Every parent wants their child to succeed. Preparing them at an early age so that they are ready when starting school will help them in getting the right start. It’s never too early to start the process of thinking about school readiness. Getting your child ready for the big transition to school involves not just academic readiness, but also independence and social readiness as well.
Nearly every child is a little apprehensive about starting school. Here are some helpful ways to prepare your child for starting school.
Talk to your child about starting school. Taking the time to ask your child about his or her feelings is a good place to start. Don’t be surprised if your child gives a whole range of emotions attached to starting school:
- If your child is nervous, reassure them that such feelings are normal and that nearly all of their classmates are a little nervous, too!
- Talk to them about all the good things about the school such as making new friends to play with, fun art projects, and learning all about new things.
- Visit the school before school starts. Many school districts will arrange for new students to meet their teacher face to face and see the classroom where they will be spending their day. This can help reassure them and make them feel less apprehensive.
- Have your child make friends with another child who will be in their class. Consider having them over to play before school starts. By having a friend to interact with, seeing a friendly face can help make school much more enjoyable for them.
Having a good set of life skills can help them to be well adjusted to the world around them socially and make for a more positive experience at school:
- Have a daily routine that you follow each weekday. Setting bedtime and meals to a particular time will help children adjust more easily once school starts.
- Encourage your child to help with chores around the house such as meal preparation and simple cleaning tasks including tidying up after playtime
- Set expectations for behaviour and give consequences when rules are broken.
- Let your child do complex tasks such as completing puzzles or craft projects on their own or with friends.
- Rewarding good manners while discouraging shouting, screaming, hitting or other negative behaviours can help to make the transition to school easier. Children need to be taught to be social and to deal with the world around them. Have a discussion with your child about positive behaviours when interacting with others.
- Playing a game of money bingo or other math bingo games can teach children how to count as well as to understand basic money concepts. A number of online learning sites offer a number of bingo games aimed at preschool, kindergarten and early grades.
- Children learn communication skills through reading and discussion at home first. By spending time with your child finding out the things that they are concerned or curious about and giving them lots of hugs and reassurance is sure to make their first days at school positive ones.

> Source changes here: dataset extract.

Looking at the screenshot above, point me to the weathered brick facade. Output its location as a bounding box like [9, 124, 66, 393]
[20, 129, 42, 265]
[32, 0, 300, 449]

It’s surprising the number of knowledge kids will have learned by the time they are ready to start school. Playtime can provide many of the skills they will need before starting school:
- Reading to your child every day is an important part of school readiness. Going to the public library for story time and to check out books is a great way to start.
- Sing songs such as the alphabet song as well as play games that involve recognizing words, colors and numbers.
- Play is one of the most important developmental tools that parents can provide for their children. Make time for play, bicycle riding or doing interesting activities such as going to a museum or on a walk through the park.
- Play a game of money bingo to help your child recognize the various denominations in both coins and in bills. Make it a counting game where three or five of each type of coin in a row is a bingo.
- Bingo has been adapted to teach colours, letters, animals, plants, language and word recognition. Bingo is also one of the most effective ways to teach math and math concepts from preschool through every grade level.
With these tips, you’ll be well-prepared to help your children get ready for that big first day of school and get a good start on helping your children with the social and intellectual education.